I call an old friend, a now-retired doctor who has rescued me so many times in the past, but he doesn’t have a computer and can’t help me. I root around in my handbag for one of his old handwritten prescriptions and produce a pile of coins, the children’s passports, receipts, hair ties and two pink dog-poop bags, but my fingers won’t grip and the sound of everything falling back down into the handbag is like a gunshot in my ears.
The phone starts ringing at the same time as a text message jingles. Two emails. The sound cuts like a knife. I try to get the phone out to turn off the sound but my fingers still can’t grip, it’s like in my frequently recurring nightmare where I’m in the middle of a war zone and have to warn Svante and the children, but am incapable of typing a text message or bringing up their number.
My fingers cramp up.
Can’t get the fucking phone out.
Try to open the screen lock with my chin.
Can’t.
I walk out of the pharmacy over towards Willys to buy a snack for Beata and it’s all about the air.
Breathing.
But there isn’t enough air.
When stress levels increase, the oxygen intake is reduced, and even though I can hold a note for a full minute without needing to breathe, right now my lung capacity isn’t enough to oxygenate my brain and muscles, and then I get even more stressed and then I take in even less oxygen and then it’s even harder to think clearly and I don’t want to be a part of this shit any more.
I’m standing on the pavement outside Västermalm’s shopping centre and I am so dreadfully tired of all my hidden handicaps; all my invisible bloody problems. If only I could break a couple of bones. A fracture, a serious case of pneumonia or something else that forces you into a pleasant hospital for a few weeks so that you can get some sleep.
And breathe.
Rest.
SCENE 56.
Dead Poets Society
There was a time when we caught the day with net and fishing rod – now we trawl the bottom of the ocean in our constant pursuit of self-realization, personal development and exciting new experiences. There are no limits. Everything is possible.

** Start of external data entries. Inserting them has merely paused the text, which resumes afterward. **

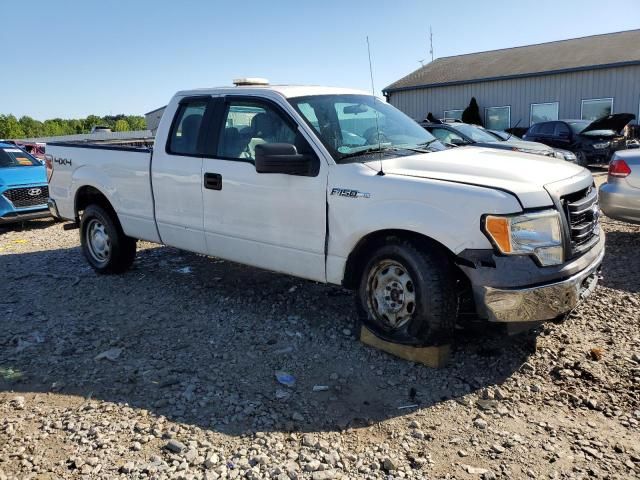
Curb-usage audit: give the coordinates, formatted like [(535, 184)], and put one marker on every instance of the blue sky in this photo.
[(73, 58)]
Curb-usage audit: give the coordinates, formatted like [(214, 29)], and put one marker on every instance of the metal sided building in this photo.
[(584, 78)]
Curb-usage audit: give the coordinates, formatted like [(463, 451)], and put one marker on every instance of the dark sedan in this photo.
[(592, 142)]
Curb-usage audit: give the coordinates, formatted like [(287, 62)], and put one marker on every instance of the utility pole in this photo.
[(431, 42)]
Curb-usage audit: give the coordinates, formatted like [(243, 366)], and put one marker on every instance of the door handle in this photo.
[(213, 181)]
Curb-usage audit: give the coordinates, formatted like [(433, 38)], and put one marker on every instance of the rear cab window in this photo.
[(248, 123), (185, 131), (547, 128), (562, 130)]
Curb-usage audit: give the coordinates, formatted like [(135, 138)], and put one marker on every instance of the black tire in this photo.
[(101, 228), (431, 289)]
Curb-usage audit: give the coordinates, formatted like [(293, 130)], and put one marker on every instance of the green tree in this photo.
[(121, 126), (30, 127), (10, 127)]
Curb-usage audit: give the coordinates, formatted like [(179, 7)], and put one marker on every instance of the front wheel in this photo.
[(104, 244), (407, 295)]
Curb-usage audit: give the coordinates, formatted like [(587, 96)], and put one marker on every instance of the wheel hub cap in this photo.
[(98, 241), (391, 294)]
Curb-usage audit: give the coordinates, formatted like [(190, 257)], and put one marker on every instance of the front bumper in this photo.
[(620, 201), (549, 292), (21, 216)]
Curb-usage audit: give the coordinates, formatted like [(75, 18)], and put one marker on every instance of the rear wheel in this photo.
[(407, 295), (104, 244)]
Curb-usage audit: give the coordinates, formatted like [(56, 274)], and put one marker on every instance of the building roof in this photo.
[(586, 53)]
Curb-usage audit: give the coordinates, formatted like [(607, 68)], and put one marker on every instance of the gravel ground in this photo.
[(169, 370)]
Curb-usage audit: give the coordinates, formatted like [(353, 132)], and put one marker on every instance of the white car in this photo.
[(278, 177)]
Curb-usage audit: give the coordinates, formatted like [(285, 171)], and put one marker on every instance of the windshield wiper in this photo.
[(365, 151), (423, 147)]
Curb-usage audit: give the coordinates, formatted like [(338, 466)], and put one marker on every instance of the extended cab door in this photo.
[(269, 220), (176, 170)]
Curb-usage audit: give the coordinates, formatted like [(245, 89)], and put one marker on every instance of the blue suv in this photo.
[(23, 186)]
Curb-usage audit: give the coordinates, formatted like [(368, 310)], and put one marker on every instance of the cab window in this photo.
[(183, 139), (248, 124), (562, 130), (546, 128)]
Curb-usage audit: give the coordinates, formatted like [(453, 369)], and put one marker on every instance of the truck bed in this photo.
[(124, 174)]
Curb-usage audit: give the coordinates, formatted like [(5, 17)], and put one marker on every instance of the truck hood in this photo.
[(615, 122), (12, 176), (522, 174)]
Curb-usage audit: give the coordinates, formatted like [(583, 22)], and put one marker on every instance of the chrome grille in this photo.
[(27, 196), (581, 209)]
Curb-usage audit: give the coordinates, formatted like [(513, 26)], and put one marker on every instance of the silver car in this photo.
[(620, 196)]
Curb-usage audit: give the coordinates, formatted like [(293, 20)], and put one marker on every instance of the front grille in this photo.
[(581, 209), (27, 196)]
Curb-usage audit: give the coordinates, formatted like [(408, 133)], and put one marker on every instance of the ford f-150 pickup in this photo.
[(337, 186)]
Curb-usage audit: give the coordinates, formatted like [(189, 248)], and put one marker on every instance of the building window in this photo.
[(453, 114), (595, 108), (543, 112), (497, 118)]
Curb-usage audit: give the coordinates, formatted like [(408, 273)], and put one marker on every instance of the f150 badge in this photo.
[(347, 192)]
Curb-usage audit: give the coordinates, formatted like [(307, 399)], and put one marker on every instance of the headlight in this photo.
[(538, 234)]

Venice, the Maldives and the Seychelles are sinking into the sea, glaciers are melting, rainforests are being cleared and dry California is burning. Take the opportunity to visit these enchanting but climate-threatened places before they disappear for good.

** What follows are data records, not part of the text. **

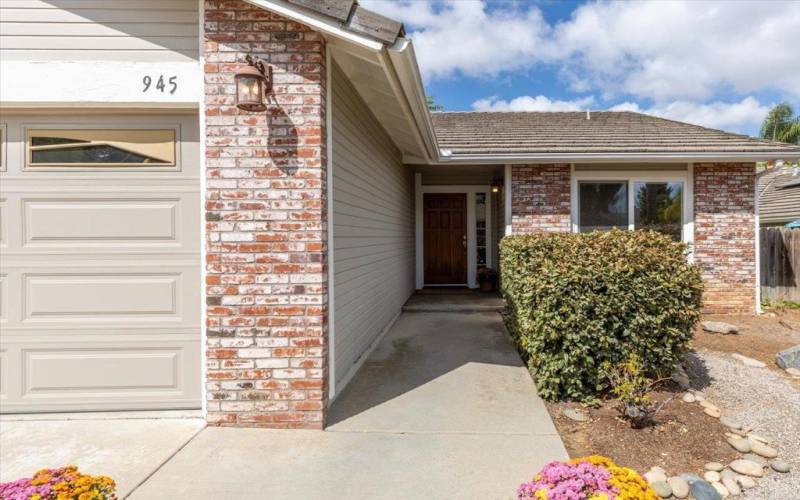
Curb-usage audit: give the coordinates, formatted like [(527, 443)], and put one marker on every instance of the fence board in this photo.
[(780, 264)]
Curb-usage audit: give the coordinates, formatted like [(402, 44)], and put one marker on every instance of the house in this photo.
[(779, 195), (164, 248)]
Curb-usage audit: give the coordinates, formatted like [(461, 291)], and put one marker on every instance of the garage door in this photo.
[(100, 271)]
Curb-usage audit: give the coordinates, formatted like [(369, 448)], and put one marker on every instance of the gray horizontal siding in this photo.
[(373, 228), (127, 30)]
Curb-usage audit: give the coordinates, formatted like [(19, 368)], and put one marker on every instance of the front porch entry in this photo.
[(457, 222)]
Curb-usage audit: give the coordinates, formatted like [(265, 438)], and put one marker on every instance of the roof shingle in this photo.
[(488, 133), (779, 195)]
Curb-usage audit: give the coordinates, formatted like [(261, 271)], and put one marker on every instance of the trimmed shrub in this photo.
[(576, 301)]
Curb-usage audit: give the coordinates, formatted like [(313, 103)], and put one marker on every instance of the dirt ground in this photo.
[(672, 442), (759, 337)]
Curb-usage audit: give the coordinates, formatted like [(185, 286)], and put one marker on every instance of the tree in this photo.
[(781, 124), (432, 105)]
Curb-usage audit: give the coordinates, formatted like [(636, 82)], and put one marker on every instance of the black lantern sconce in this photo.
[(253, 83)]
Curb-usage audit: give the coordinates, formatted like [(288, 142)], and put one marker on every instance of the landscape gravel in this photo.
[(761, 399)]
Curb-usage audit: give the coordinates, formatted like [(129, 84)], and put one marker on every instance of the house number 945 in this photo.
[(160, 84)]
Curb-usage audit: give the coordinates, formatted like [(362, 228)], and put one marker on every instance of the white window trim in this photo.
[(687, 177), (472, 230), (28, 128)]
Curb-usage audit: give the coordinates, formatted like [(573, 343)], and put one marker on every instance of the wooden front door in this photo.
[(445, 238)]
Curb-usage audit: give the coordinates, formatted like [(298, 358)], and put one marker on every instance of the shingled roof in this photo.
[(499, 133), (779, 195), (355, 18)]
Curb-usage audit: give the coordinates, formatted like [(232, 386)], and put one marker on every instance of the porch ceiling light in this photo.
[(253, 83)]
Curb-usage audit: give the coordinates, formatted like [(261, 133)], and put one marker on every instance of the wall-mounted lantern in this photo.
[(253, 83)]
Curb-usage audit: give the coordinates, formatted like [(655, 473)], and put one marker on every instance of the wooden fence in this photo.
[(780, 264)]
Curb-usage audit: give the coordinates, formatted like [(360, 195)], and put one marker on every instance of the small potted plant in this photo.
[(487, 279)]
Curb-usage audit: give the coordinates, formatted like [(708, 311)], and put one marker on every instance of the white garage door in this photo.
[(100, 272)]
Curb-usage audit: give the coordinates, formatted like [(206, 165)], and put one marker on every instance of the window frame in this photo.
[(3, 147), (632, 177), (27, 152)]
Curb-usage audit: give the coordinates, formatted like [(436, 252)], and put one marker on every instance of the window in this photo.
[(101, 148), (603, 205), (2, 147), (480, 226), (659, 206), (635, 201)]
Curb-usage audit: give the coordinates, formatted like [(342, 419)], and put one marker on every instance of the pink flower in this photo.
[(562, 481)]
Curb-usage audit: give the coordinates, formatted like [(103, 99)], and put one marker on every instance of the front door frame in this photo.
[(472, 232)]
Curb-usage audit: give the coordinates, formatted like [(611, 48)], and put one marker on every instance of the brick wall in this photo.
[(724, 235), (540, 198), (266, 224)]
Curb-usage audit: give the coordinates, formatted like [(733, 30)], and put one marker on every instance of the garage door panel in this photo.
[(101, 221), (100, 285), (100, 370), (102, 297)]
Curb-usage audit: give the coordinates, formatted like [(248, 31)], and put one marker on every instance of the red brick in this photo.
[(266, 224)]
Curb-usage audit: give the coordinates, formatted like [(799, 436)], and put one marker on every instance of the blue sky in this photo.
[(718, 64)]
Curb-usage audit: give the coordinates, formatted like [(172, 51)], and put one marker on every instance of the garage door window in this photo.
[(101, 148)]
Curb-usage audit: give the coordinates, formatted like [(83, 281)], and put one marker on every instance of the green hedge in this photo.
[(577, 300)]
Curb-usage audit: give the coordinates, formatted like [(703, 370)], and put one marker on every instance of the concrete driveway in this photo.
[(128, 446), (443, 408)]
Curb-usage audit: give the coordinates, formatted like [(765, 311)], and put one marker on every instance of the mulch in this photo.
[(682, 438)]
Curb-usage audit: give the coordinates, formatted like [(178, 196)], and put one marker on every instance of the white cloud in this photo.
[(732, 116), (466, 37), (664, 51), (528, 103)]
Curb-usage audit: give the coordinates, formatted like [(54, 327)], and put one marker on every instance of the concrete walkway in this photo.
[(127, 446), (443, 408)]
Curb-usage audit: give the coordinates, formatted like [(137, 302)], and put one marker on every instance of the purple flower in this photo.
[(563, 481)]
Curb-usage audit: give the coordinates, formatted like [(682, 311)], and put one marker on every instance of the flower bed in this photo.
[(588, 478), (65, 483)]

These lines are too good to be true.
It’s like something out of a Max Gustafson comic cartoon but reality, as we know, always exceeds fiction and in fact the quote comes from the front page of a 2018 issue of Svenska Dagbladet’ s ‘Perfect Guide’.
Climate tourism is a real phenomenon and it constitutes a significant source of income for people in many vulnerable places. But naturally for a limited time only. The coral reefs off Belize and Australia, for example, Mount Kilimanjaro draped in snow, and obviously the whole Arctic region.